厉澜禎攥著茶杯一口未喝:“很正常的事。”
他们本来就是因为利益走在一起的。
双方都不是省油的灯。
篱乐单手撑著脸:“我弟还在前安乐国……”
“你不用太过担心,他不在前线衝锋陷阵,又贵为皇子,身边还跟著九婴。”
“最后一句话是安慰吗?”
九个脑袋可是隨时会背刺的!
“你不如先担心你二哥和大哥。”厉澜禎说,“我看过轿里的梅印,確实和信纸上的同属一样,按照河庄王所说,它现在残留的毒香仍旧不容小覷。”
“澜澜,你找来那个巫医会不会有问题?”
厉澜禎:“他已经死了。”
“死了?!”篱乐大吃了一惊,“你怎么知道的?”
“他曾经告诉我,如果他突然人间蒸发,就是他劫数到了,死於非命。”厉澜禎道。
篱乐明白了,这些巫医是可以算到自己的命数的。
他知道自己命里带劫。
“谁杀的他?纵横派?”
“嗯。
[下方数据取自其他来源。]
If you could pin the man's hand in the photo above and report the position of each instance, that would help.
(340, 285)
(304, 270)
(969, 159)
”
在这个节骨眼上,除了纵横派还能有谁?
如果是因为血婴蛊,那个巫医早就死了。
“你累了这么久,该休息了,办法总会有的。”厉澜禎心疼地望著篱乐。
“嗯。”自从妖力使不出来,她就像一般人一样会累会困,確实应该睡了。
篱乐一想之前成亲礼数周全,她现在已经是厉澜禎的妻子了,两夫妻是该睡在一起了?
“你也一起休息!”她挽著厉澜禎的手臂,把人往床铺拉:“夫君!”
“你叫我什么?”厉澜禎喉结滚动了下,心跳不可避免漏了一拍。
“夫君!”再叫一次倒是把篱乐给整害羞了。
厉澜禎心满意足去亲篱乐:“好,娘子。”
夜已深,该是熄灯的时候了。
篱乐睡到半夜,全然不知枕边人离开了。
厉澜禎独自到九重山去会一会师却欢!
师出无名,围剿纵横派不可能,他只好自己前往。
星空下的九重山就像潜伏在夜色中的猛兽,峰峦高耸入云。
九重山上的九华山庄就是纵横派的所在之地。
没有守门值夜的门徒,整个九华山庄静悄悄的。
厉澜禎几个闪身到了山顶,从山庄的入口一路行进也没见著半个人影,万籟俱寂,甚至连鸟叫声都没有。
一点人气都没有。
厉澜禎走遍了山庄,也没看见哪个屋子哪间房间有人有亮灯,整个山庄死气沉沉。
知道这些人有奇香,厉澜禎早就吃下特製的屏息丸,一个时辰之內他都没有呼吸。
厉澜禎路过大片的梅树林,这些梅树都已经枯萎了,没有梅。
忽然,他被前面石桌上的一顶凤冠吸引了注意力。
闪烁著夜光的凤冠分明就是篱乐出嫁的时候戴著的那顶!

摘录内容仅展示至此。